Peran Penuaan, Genetika, dan Postur dalam Pembentukan Double Chin
Seiring bertambahnya usia, tubuh mengalami penurunan produksi kolagen dan elastin, dua protein vital yang bertanggung jawab menjaga kekencangan dan elastisitas kulit. Penurunan ini menyebabkan kulit menjadi kendur, yang pada gilirannya dapat memicu munculnya double chin, bahkan pada individu dengan berat badan ideal. Proses penuaan ini merupakan faktor alami yang sulit dihindari sepenuhnya, namun perawatannya dapat membantu.
Faktor genetika juga memainkan peran krusial dalam menentukan predisposisi seseorang terhadap double chin. Chris Dempers menambahkan, "Beberapa orang mewarisi garis rahang yang lebih kuat sementara yang lain memiliki yang lebih lembut, bahkan jika mereka kurus." Ini berarti bahwa struktur wajah dan distribusi lemak tubuh dapat dipengaruhi oleh faktor keturunan, membuat beberapa orang lebih rentan terhadap kondisi ini meskipun memiliki gaya hidup sehat dan berat badan ideal.
Postur tubuh yang buruk turut berkontribusi pada munculnya double chin. Kebiasaan sering menunduk atau membungkuk, terutama saat menggunakan gawai, dapat melemahkan otot-otot leher dan menyebabkan kulit di area dagu menjadi kendur. Postur yang tidak tepat ini secara tidak langsung mempercepat proses kendurnya kulit di bawah dagu, sehingga memperparah tampilan double chin.
Kondisi Medis dan Berbagai Solusi untuk Mengatasi Double Chin
Selain faktor gaya hidup dan genetik, beberapa kondisi medis tertentu juga dapat menjadi penyebab double chin yang muncul tiba-tiba. Sindrom Cushing, yang menyebabkan penumpukan lemak di bagian atas tubuh, atau tiroid yang kurang aktif, dapat memicu pembentukan lemak submental. Jika double chin muncul secara mendadak tanpa perubahan gaya hidup signifikan, konsultasi medis menjadi sangat penting untuk menyingkirkan kemungkinan kondisi kesehatan yang mendasarinya.

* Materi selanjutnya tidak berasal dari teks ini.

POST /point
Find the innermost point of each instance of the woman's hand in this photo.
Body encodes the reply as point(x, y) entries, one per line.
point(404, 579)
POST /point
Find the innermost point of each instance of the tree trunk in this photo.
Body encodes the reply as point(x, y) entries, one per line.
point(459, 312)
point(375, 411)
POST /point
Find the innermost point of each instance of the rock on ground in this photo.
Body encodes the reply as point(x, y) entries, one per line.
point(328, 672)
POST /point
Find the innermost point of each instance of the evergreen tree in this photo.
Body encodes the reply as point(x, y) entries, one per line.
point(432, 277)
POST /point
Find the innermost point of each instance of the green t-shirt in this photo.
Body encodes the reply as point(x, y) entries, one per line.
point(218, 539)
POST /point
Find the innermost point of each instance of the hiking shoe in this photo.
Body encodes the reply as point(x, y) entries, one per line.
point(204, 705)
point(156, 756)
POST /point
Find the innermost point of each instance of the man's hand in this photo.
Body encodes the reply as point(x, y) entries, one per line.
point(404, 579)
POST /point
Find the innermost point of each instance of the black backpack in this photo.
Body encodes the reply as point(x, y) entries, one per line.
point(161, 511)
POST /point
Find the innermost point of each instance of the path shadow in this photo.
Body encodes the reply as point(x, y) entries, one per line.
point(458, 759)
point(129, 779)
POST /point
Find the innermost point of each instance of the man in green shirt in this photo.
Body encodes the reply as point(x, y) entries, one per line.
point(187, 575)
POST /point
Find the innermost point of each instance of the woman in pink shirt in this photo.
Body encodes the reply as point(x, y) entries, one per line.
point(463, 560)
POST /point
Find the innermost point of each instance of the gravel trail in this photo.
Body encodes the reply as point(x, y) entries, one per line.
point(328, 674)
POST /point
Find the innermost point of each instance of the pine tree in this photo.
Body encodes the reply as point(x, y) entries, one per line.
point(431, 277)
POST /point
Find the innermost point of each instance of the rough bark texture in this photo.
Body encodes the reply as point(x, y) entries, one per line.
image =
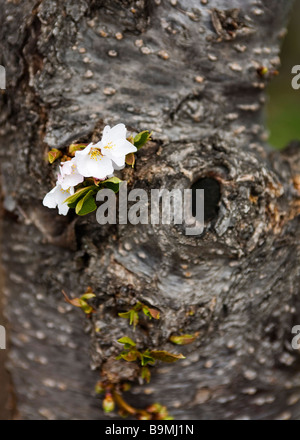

Untuk mengatasi double chin, terdapat beberapa pendekatan, mulai dari latihan sederhana hingga prosedur medis. Skin Works NY dan Healthline merekomendasikan latihan penguatan leher yang terisolasi, seperti "Ball Squeeze" (menekan bola di bawah dagu) dan "Neck Lift" (mengangkat kepala saat berbaring dengan kepala menggantung di tepi tempat tidur dan mengangkatnya perlahan). Latihan ini dapat membantu mengencangkan otot-otot di area tersebut, namun mungkin tidak efektif untuk kulit yang sudah sangat kendur.
Prosedur medis seperti lipolisis, yaitu penghilangan sel lemak, dapat menjadi pilihan bagi kasus yang lebih persisten. Mesoterapi, salah satu jenis lipolisis yang dijelaskan dalam The Journal of Cutaneous and Aesthetic Surgery, melibatkan injeksi asam deoksikolat yang melarutkan lemak. Prosedur ini umumnya efektif dan dapat mencegah kulit kendur setelah lemak hilang, meskipun dapat menimbulkan efek samping sementara seperti memar dan bengkak di area suntikan.
Penting untuk berhati-hati terhadap klaim produk yang beredar di pasaran. Chris Dempers memperingatkan agar menghindari alat latihan rahang yang viral, karena penggunaannya yang tidak tepat dan berlebihan dapat meningkatkan risiko gangguan sendi temporomandibular (TMJ). Ia menambahkan bahwa alat-alat semacam itu seringkali hanya memberikan efek plasebo, di mana perbaikan yang dirasakan mungkin lebih berasal dari perubahan gaya hidup yang menyertainya. Selalu konsultasikan dengan dokter untuk menentukan penyebab double chin Anda sebelum memilih opsi perawatan yang paling sesuai.